We went to the coastal town of Comillas, in Cantabria, in the North of Spain for one reason only, to visit The Caprice designed by one of our favorite architects, Gaudi. He is an architectural genius who creates masterpieces and his attention to detail is second to none.
The owner Maximo Diaz de Quijano, a lawyer by profession and keen musician, asked Gaudi to design him a summer villa. This “small but comfortable” house was named The Caprice, which is a fast piece of music that breaks with the norms. The large variety of colours and the combination of numerous shapes, materials and textures that are on the outside of the house gave rise to the other name that Villa Quijano is better known by, “The Caprice”.
This Gaudi design does not incorporate any of the constructive ideas that would later bring fame to the artist. However, the young Gaudi, aged 31, did create an original and colourful work by combining brick, tiles, stone, slates and wrought iron, in a daring exercise inspired by Moorish, Mudejar and Oriental styles, which so influenced his early works.
The architect proposed a “u-shaped” floor around a south-facing greenhouse (conservatory) that would fulfil the function of being the centre of the house’s private activity.
Gaudi divided the house into three levels, the semi-basement, the main floor and the attic. The basement and attic were for the servants to use. The kitchen, the pantries, storage and the stables with coach house was in the basement. The rooms in the attic were divided into two sectors due to the living rooms double height and were used for the house staff’s bedrooms and the laundry room.
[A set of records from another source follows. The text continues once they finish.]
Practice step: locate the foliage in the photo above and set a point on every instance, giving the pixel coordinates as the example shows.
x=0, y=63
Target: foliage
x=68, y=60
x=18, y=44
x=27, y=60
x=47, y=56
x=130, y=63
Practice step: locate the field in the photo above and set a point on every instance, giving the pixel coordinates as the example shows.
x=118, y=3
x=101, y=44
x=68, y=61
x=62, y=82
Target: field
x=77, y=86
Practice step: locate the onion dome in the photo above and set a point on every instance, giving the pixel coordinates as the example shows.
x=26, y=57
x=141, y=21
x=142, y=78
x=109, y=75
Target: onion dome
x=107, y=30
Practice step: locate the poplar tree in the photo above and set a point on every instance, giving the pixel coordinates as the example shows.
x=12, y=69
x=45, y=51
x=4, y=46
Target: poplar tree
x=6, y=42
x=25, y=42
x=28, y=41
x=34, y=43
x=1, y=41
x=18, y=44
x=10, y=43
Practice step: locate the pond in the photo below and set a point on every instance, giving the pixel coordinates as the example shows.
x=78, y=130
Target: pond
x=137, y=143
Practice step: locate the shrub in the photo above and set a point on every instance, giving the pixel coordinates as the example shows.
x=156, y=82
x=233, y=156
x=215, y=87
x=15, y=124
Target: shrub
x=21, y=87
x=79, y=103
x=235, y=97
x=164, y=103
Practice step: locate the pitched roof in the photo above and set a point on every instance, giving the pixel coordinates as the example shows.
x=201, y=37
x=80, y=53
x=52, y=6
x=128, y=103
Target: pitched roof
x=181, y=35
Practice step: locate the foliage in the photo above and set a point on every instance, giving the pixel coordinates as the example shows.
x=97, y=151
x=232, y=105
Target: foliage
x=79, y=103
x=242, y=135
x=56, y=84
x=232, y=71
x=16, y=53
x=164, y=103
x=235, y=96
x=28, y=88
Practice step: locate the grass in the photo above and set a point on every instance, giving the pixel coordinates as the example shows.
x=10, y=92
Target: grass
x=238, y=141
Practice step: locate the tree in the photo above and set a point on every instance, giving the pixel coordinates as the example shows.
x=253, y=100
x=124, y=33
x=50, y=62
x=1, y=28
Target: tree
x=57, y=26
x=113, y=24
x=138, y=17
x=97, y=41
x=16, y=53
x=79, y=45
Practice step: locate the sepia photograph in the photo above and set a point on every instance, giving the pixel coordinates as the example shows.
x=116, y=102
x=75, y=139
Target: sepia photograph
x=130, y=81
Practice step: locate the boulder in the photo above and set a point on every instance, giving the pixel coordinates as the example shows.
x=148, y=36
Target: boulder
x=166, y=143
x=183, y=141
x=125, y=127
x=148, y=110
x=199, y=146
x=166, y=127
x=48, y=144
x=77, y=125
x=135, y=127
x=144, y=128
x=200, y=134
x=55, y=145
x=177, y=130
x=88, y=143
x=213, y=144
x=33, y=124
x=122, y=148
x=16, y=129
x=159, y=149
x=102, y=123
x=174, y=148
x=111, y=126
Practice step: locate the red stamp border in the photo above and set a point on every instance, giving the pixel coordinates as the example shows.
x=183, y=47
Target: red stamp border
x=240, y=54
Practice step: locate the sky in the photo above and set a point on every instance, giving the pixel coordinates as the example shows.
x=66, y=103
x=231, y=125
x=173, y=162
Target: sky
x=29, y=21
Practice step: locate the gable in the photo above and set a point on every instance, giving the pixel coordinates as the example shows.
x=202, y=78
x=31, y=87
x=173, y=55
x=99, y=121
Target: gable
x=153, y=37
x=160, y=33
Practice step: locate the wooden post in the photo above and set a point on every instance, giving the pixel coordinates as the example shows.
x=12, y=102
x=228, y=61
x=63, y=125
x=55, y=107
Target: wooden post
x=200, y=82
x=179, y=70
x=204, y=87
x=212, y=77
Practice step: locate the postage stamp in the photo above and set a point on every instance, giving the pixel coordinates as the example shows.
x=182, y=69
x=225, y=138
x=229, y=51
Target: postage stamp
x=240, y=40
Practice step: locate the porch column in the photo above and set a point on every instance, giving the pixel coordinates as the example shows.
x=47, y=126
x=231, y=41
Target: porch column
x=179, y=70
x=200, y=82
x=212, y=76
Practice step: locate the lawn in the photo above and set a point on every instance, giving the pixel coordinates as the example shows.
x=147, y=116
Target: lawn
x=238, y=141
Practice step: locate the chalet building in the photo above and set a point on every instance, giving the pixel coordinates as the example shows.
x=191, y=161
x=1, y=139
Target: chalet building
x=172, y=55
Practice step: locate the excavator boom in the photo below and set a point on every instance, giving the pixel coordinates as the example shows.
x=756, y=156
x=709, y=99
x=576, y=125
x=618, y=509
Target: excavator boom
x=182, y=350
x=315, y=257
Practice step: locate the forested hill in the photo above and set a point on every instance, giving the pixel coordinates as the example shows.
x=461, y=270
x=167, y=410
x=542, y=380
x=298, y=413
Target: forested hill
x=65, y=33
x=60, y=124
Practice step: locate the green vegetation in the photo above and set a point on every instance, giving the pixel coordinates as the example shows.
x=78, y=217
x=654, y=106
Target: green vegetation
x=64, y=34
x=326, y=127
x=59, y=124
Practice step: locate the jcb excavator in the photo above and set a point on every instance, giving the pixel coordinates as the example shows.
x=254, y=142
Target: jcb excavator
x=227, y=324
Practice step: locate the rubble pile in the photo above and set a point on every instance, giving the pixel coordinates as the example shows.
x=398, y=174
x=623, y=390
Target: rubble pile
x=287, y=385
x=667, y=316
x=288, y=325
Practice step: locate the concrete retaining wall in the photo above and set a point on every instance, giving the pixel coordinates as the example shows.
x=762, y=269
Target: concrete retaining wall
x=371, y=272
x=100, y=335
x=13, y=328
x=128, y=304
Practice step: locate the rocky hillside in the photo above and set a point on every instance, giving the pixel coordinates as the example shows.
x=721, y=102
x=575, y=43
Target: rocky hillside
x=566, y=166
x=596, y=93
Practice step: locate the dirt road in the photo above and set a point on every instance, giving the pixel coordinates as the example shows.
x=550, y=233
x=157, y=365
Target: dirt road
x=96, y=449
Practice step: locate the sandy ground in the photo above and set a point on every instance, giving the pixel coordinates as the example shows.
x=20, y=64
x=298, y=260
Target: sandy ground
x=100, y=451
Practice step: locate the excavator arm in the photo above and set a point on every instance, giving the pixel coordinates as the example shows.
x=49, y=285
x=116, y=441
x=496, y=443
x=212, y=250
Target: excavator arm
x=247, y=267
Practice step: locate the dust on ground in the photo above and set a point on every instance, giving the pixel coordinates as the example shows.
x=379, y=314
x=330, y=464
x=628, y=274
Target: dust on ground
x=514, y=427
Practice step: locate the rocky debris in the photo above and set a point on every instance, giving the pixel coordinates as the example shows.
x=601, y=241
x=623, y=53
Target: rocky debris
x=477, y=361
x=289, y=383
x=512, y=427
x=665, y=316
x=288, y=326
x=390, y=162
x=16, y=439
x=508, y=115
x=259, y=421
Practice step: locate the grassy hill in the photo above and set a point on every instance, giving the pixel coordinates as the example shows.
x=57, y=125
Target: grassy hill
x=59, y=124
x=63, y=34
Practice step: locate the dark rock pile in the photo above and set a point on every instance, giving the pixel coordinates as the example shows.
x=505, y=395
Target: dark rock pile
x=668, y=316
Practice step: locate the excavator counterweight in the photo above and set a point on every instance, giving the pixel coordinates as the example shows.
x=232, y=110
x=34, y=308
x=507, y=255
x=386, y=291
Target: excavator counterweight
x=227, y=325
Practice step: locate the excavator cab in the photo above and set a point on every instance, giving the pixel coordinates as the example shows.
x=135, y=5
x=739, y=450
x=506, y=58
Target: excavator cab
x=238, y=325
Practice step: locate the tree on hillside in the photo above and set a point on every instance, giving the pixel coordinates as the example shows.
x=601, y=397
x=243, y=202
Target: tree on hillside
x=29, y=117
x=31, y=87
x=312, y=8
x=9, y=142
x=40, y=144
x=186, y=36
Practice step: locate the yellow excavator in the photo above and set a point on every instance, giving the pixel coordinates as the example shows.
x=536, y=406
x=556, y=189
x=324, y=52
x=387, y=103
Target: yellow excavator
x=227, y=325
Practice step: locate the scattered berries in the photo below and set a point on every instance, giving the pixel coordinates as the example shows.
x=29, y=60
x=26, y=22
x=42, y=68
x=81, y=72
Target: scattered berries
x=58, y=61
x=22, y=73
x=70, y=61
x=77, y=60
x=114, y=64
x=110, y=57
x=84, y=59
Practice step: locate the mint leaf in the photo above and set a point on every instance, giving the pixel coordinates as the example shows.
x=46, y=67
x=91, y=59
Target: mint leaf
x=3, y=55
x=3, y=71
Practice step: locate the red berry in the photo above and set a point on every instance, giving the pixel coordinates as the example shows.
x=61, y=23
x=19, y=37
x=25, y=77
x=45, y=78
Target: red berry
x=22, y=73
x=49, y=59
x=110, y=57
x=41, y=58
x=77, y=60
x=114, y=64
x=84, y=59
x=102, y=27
The central floor, the main floor, was for the exclusive use of its owner Diaz de Quijano. However, despite the importance of the house’s internal organisation and distribution, what is particularly striking is the decorative scheme used by the architect on the outside of the house. Gaudi actually designed the structure of The Caprice in quite a traditional way, very unlike a lot of his later works.
The house took two years to build and was finished in 1885. Very sadly, despite still being young, the owner died before being able to enjoy the fabulous house.
We particularly loved the two balconies on the Northside of the building which had ingenious canopy-benches to sit on. The ironwork is gorgeous and it’s so clever how the railings morph into the benches that hang out over the floor area of the balcony to make it more spacious.
There was a corridor running pretty much East to West which divided the rooms on the North (Living room, dining room, bathroom) from the greenhouse on the South.
Gaudi put log fireplaces in all the main rooms of the house and decorated them with tiles, iron and wood. We are always so mesmerized by architecture where every single element of the build was custom designed by the architect – from the woodwork to the door handles, the tiles on the fireplace, the light fittings, the stained glass – every single thing bespoke designed for this house. Can you imagine how much that would cost today?
In support of Quijano’s passion, Gaudi put musical motifs on window panes and a mechanism that made a sound when the windows were opened. These are stained glass windows with a sparrow on an organ and a dragonfly with guitar.
Up in the attic, we found this beautiful high ceiling room. Which member of staff had this as a bedroom? Or maybe it was more like a staff dormitary.
And at the other part of the attic, we found this lovely furniture designed by Gaudi.
We had an absolutely fabulous time at The Caprice, which was one of Gaudi’s creations that we had not seen before. Everything about it was just beautiful including not too many other tourists getting in our way. Happy days.